“A quei tempi era sempre festa. Bastava uscire di casa e traversare la strada, per diventare come matte, e tutto era così bello, specialmente di notte, che tornando stanche morte speravano ancora che qualcosa succedesse, che scoppiasse un incendio, che in casa nascesse un bambino, e magari venisse giorno all’improvviso e tutta la gente uscisse in strada e si potesse continuare a camminare camminare fino ai prati e fin dietro le colline. “Siete sane, siete giovani, – dicevano, – siete ragazze, non avete pensieri, si capisce“.

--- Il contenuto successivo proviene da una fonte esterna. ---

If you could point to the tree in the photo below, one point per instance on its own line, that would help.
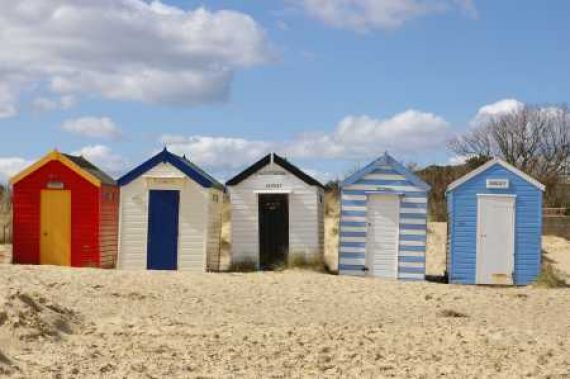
(534, 139)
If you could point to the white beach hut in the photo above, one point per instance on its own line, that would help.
(277, 212)
(169, 216)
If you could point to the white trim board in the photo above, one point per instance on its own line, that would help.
(489, 164)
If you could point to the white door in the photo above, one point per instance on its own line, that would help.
(383, 235)
(495, 239)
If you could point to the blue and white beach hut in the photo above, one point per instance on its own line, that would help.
(383, 222)
(495, 226)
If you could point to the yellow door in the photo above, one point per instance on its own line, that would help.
(55, 228)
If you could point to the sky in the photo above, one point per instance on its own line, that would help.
(329, 84)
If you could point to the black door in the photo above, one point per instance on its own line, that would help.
(273, 230)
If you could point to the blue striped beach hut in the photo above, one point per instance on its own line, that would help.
(383, 222)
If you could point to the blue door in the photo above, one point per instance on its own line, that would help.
(162, 250)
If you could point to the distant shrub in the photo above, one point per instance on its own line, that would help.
(549, 277)
(243, 265)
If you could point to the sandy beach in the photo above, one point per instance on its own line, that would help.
(86, 322)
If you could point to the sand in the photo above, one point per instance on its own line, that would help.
(107, 323)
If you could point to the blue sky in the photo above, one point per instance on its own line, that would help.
(331, 84)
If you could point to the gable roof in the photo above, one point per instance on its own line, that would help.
(181, 163)
(77, 164)
(387, 160)
(280, 161)
(491, 163)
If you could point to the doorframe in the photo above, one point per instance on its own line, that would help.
(513, 197)
(398, 197)
(287, 193)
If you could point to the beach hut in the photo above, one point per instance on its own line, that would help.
(170, 216)
(383, 222)
(277, 213)
(65, 213)
(495, 226)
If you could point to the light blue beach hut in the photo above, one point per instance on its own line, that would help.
(495, 226)
(383, 222)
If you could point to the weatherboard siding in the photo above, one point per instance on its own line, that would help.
(384, 178)
(462, 202)
(306, 228)
(193, 220)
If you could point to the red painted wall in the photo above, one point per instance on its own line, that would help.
(109, 226)
(85, 209)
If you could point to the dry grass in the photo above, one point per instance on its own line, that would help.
(550, 277)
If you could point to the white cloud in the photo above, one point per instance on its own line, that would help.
(93, 127)
(495, 109)
(218, 152)
(103, 157)
(10, 166)
(124, 49)
(366, 15)
(53, 103)
(354, 137)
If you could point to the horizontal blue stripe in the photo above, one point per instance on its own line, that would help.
(412, 259)
(353, 234)
(350, 267)
(412, 248)
(412, 237)
(354, 203)
(352, 244)
(353, 223)
(352, 255)
(413, 227)
(418, 216)
(381, 182)
(353, 213)
(412, 270)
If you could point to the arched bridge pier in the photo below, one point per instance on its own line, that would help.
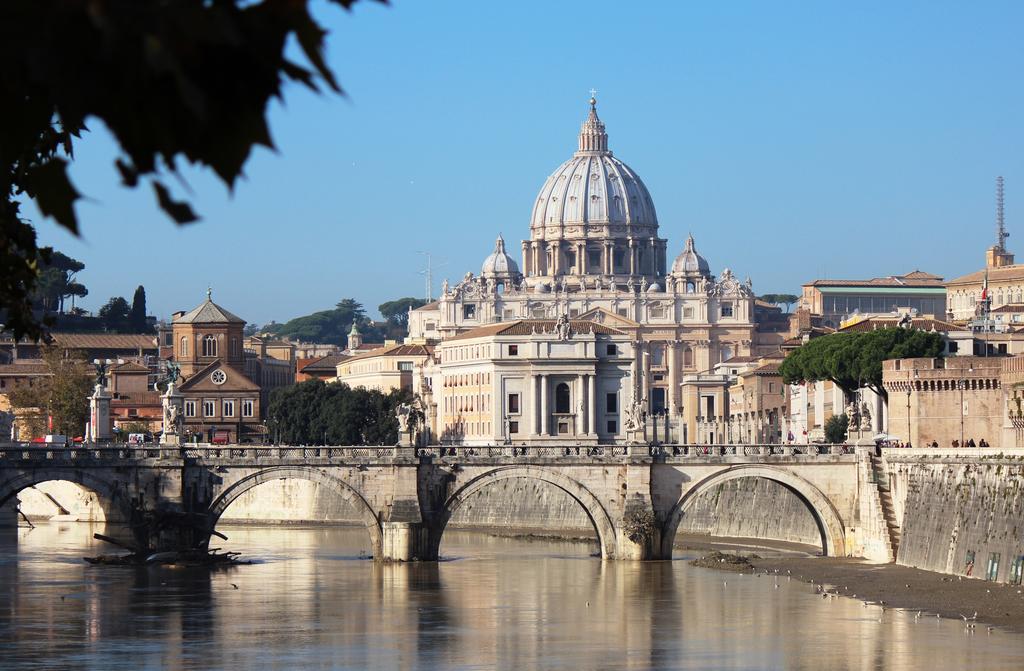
(635, 496)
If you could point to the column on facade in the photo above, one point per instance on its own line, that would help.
(578, 396)
(673, 386)
(646, 375)
(544, 405)
(592, 405)
(532, 401)
(673, 377)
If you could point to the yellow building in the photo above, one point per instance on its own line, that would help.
(385, 369)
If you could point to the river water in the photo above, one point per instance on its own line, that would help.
(313, 601)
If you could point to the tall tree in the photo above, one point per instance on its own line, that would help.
(396, 311)
(314, 413)
(854, 360)
(186, 80)
(62, 394)
(116, 315)
(56, 281)
(326, 326)
(136, 318)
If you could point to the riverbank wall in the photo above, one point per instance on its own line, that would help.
(961, 511)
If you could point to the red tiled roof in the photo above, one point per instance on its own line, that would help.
(394, 350)
(766, 369)
(327, 364)
(25, 369)
(528, 327)
(105, 340)
(910, 280)
(918, 323)
(740, 360)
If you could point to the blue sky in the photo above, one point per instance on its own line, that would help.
(795, 139)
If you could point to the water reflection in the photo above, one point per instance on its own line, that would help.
(312, 602)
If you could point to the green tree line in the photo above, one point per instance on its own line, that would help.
(316, 413)
(854, 360)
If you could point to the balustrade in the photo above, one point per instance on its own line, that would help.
(13, 454)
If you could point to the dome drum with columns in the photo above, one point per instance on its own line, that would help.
(594, 255)
(593, 216)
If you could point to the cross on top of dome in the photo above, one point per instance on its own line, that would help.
(592, 135)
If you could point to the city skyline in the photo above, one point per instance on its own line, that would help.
(423, 157)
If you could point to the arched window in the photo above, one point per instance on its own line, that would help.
(562, 404)
(210, 345)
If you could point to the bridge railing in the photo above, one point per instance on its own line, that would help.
(20, 453)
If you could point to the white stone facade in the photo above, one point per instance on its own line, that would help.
(594, 254)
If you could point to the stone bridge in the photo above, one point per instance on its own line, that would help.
(635, 496)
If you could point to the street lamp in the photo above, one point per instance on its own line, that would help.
(909, 387)
(960, 385)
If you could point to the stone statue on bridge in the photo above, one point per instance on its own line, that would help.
(634, 416)
(562, 328)
(865, 417)
(406, 415)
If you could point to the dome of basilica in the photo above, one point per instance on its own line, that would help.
(689, 262)
(593, 187)
(499, 263)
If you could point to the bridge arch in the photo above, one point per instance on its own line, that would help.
(826, 518)
(338, 485)
(112, 495)
(598, 515)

Eppure una di loro, quella Tina che era uscita zoppa dall’ospedale e in casa non aveva da mangiare, anche lei rideva per niente, e una sera, trottando dietro gli altri, si era fermata e si era messa a piangere perché dormire era una stupidaggine e rubava tempo all’allegria. Ginia, se queste crisi la prendevano, non si faceva accorgere ma accompagnava a casa qualche altra e parlava parlava, finché non sapevano più cosa dire. Veniva così il momento di lasciarsi, che già da un pezzo erano come sole, e Ginia tornava a casa tranquilla, senza rimpiangere la compagnia.
Le notti più belle, si capisce, erano al sabato, quando andavano a ballare e l’indomani si poteva dormire. Ma bastava anche meno, e certe mattine Ginia usciva, per andare a lavorare, felice di quel pezzo di strada che l’aspettava. Le altre dicevano: “Se torno tardi, poi ho sonno; se torno tardi, me le suonano“. Ma Ginia non era mai stanca, e suo fratello, che lavorava di notte, la vedeva soltanto a cena, e di giorno dormiva. Nelle ore del mezzogiorno (Severino si girava nel letto quando lei entrava) Ginia preparava la tavola e mangiava affamata masticando adagio, ascoltando i rumori della casa. Il tempo passava adagio, come fa negli alloggi vuoti, e Ginia aveva tempo di lavare i piatti che aspettavano nel lavandino, di fare un po’ di pulizia; poi, di stendersi sul sofà sotto la finestra e lasciarsi assopire al ticchettio della sveglia dall’altra stanza. Qualche volta chiudeva anche le imposte per far buio e sentirsi più sola. Tanto Rosa alle tre avrebbe sceso le scale, fermandosi a grattare contro l’uscio, piano per non svegliare Severino, finché lei non le rispondesse che era sveglia. Allora uscivano insieme e si lasciavano al tram.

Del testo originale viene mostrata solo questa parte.